All these pros and cons went on for some time but it looks like there’s no solution. Then a flash came, I remembered a match – perhaps the most beautiful match I’ve ever seen – and this memory helped me to see more clearly: the 2008 Wimbledon final match, won by the Spanish player 9-7 in the 5th set. That set means everything, Nadal was able to win at least once in Federer’s habitat, but not the same can’t be said for Federer: his only won in Paris, in 2009, happened because Nadal lost to Soderling during the early stages, and the same Soderling was beaten easily by Federer in the final match. Otherwise, Nadal in 2008, won with Federer in the final match of the Swiss player’s own tournament, a place where he had won 41 consecutive matches. And I won’t mention the second Nadal’s championship two years later because he hasn’t played against his rival.
I’m watching TV again, and while I see the brute and mean moves of the two players, I miss Roger Federer. To the tennis lovers it looked like a miracle, ten years ago, watching those classic, smooth strokes coming to life again in a 21st century player, a player able to give speed or class to those strokes, reminding us of Laver or McEnroe. Federer and his racket were able to become a pagan deity of beauty, mighty and delicate, and he must be considered as “the best tennis player, ever” with all the meanings that sentence signifies.
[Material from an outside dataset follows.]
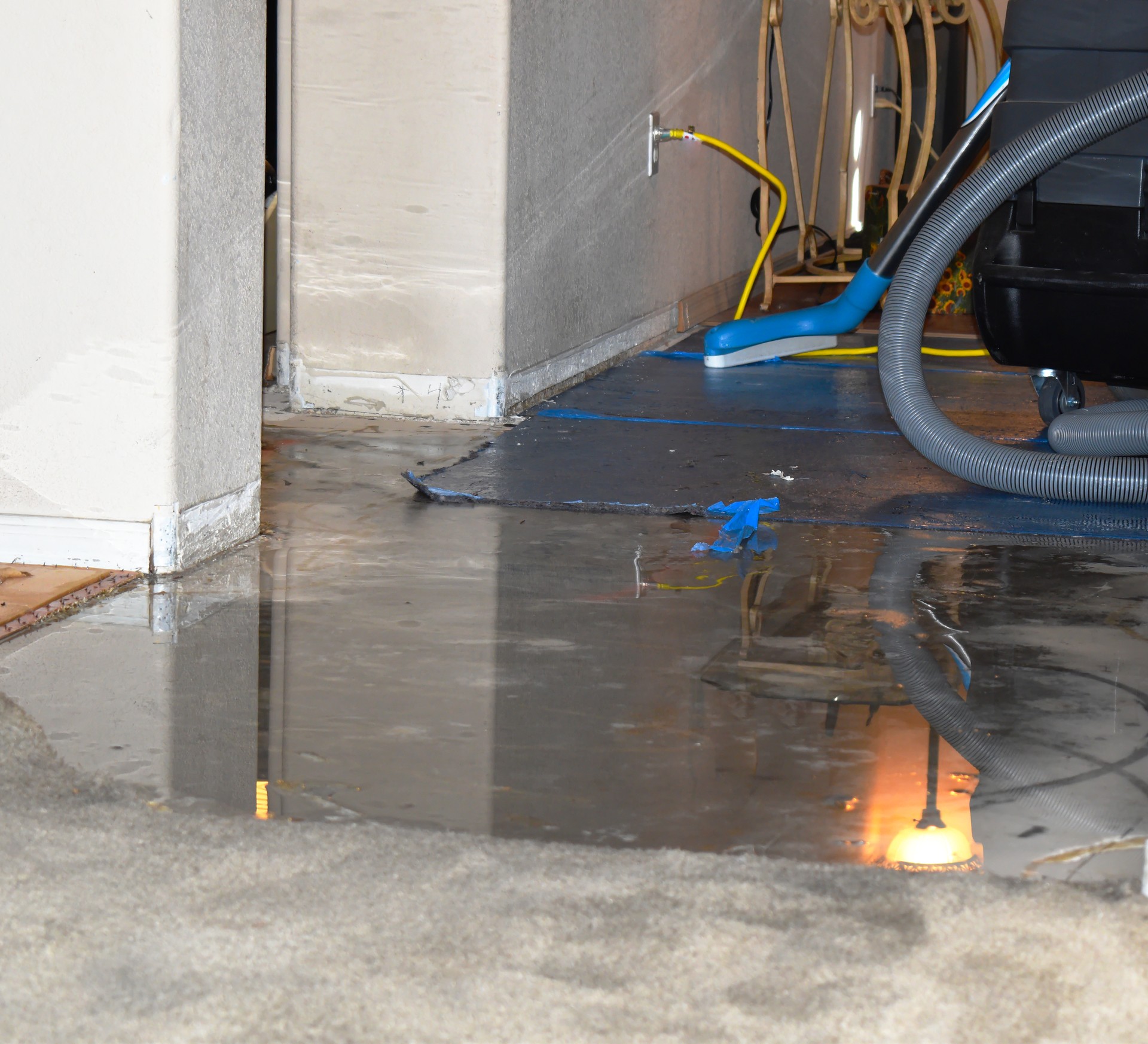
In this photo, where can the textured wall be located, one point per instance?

However Nadal has beaten him, went in the same Olympus and took him down for a while, he was panting, sweating, wearing out his muscles, shrieking his mind, dirtying his hand, bruising his knees: Nadal has no divine features, but he’s extradorinarily human, generous and possesses an iron will. That’s why I think Nadal is better than Federer.
“Therefore, to your opinion Nadal should be considered the all time best, right?” Aristoteles could ask me. On clay there are no doubts, I’d answer, but considering all fields I don’t think so. “So what?” “Federer”, I’d say. “The best player ever can’t live near someone who’s better than him” he’d answer very perplexed. Well, I know, my friend, these are hard times for syllogisms.